Center for Life Sciences, Vidyasagar University, Midnapore-721102, West Bengal, India; Post Graduate Department of Biochemistry and Biotechnology Cell and Molecular Therapeutics Laboratory, Oriental Institute of Science and Technology, Midnapore-721102, West Bengal, India.
Professor, Dept. of Zoology, Vidyasagar University, Midnapore, 721102, West Bengal, India; (on lien) Vice Chancellor, Mahatma Gandhi University, Purba Medinipur, 721628, West Bengal, India.
Ecotoxicol Environ Saf. 2021 Jan 15;208:111752. doi: 10.1016/j.ecoenv.2020.111752. Epub 2020 Dec 11.

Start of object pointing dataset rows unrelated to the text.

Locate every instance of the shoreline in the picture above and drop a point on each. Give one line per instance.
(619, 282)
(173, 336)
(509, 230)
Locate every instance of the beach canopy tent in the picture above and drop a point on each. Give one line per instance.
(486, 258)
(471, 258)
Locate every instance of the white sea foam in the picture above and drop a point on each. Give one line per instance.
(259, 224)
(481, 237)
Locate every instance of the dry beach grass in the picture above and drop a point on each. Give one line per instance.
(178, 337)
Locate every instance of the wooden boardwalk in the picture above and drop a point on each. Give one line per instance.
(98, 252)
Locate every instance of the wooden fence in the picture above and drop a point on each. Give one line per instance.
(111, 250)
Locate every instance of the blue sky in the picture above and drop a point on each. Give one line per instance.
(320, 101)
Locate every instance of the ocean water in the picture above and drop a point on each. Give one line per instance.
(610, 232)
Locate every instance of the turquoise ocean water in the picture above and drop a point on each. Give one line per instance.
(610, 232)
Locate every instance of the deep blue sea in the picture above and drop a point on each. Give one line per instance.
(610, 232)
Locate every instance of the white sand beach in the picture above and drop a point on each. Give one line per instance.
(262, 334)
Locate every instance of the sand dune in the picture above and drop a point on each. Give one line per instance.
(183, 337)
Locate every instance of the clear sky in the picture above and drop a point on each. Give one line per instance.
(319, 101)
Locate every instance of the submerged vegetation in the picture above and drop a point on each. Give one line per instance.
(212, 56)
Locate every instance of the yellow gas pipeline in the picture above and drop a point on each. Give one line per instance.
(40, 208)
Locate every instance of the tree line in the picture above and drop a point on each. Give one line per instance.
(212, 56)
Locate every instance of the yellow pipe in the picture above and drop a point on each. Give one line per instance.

Arsenic is a toxic heavy metal vastly dispersed all over the earth crust. It manifests several major adverse health issues to millions of arsenic exposed populations. Arsenic is associated with different types of cancer, cardiovascular disorders, diabetes, hypertension and many other diseases. On the contrary, arsenic (arsenic trioxide, AsO) is used as a chemotherapeutic agent in the treatment of acute promyelocytic leukemia. Balance between arsenic induced cellular proliferations and apoptosis finally decide the outcome of its transformation rate. Arsenic propagates signals via cellular and nuclear pathways depending upon the chemical nature, and metabolic-fates of the arsenical compounds. Arsenic toxicity is propagated via ROS induced stress to DNA-repair mechanism and mitochondrial stability in the cell. ROS induced alteration in p53 regulation and some mitogen/ oncogenic functions determine the transformation outcome influencing cyclin-cdk complexes. Growth factor regulator proteins such as c-Jun, c-fos and c-myc are influenced by chronic arsenic exposure. In this review we have delineated arsenic induced ROS regulations of epidermal growth factor receptor (EGFR), NF-ĸβ, MAP kinase, matrix-metalloproteinases (MMPs). The role of these signaling molecules has been discussed in relation to cellular apoptosis, cellular proliferation and neoplastic transformation. The arsenic stimulated pathways which help in proliferation and neoplastic transformation ultimately resulted in cancer manifestation whereas apoptotic pathways inhibited carcinogenesis. Therapeutic strategies against arsenic should be designed taking into account all these factors.
砷是一种广泛分布于地壳中的有毒重金属。它对数百万接触砷的人群的健康造成了多种严重的不良影响。砷与多种类型的癌症、心血管疾病、糖尿病、高血压和许多其他疾病有关。相反,砷(三氧化二砷,AsO)被用作治疗急性早幼粒细胞白血病的化疗药物。砷诱导的细胞增殖和凋亡之间的平衡最终决定了其转化率的结果。砷通过细胞和核途径传播信号,具体取决于砷化合物的化学性质和代谢命运。砷毒性通过 ROS 诱导的 DNA 修复机制和线粒体稳定性的应激在细胞中传播。ROS 诱导的 p53 调节和一些有丝分裂原/致癌功能的改变决定了影响细胞周期蛋白-CDK 复合物的转化结果。生长因子调节剂蛋白,如 c-Jun、c-fos 和 c-myc,受慢性砷暴露的影响。在这篇综述中,我们描述了砷诱导的 ROS 对表皮生长因子受体(EGFR)、NF-ĸβ、MAP 激酶、基质金属蛋白酶(MMPs)的调节作用。这些信号分子的作用与细胞凋亡、细胞增殖和肿瘤转化有关。最终导致癌症表现的砷刺激的增殖和肿瘤转化途径,而凋亡途径则抑制了致癌作用。针对砷的治疗策略应该考虑到所有这些因素。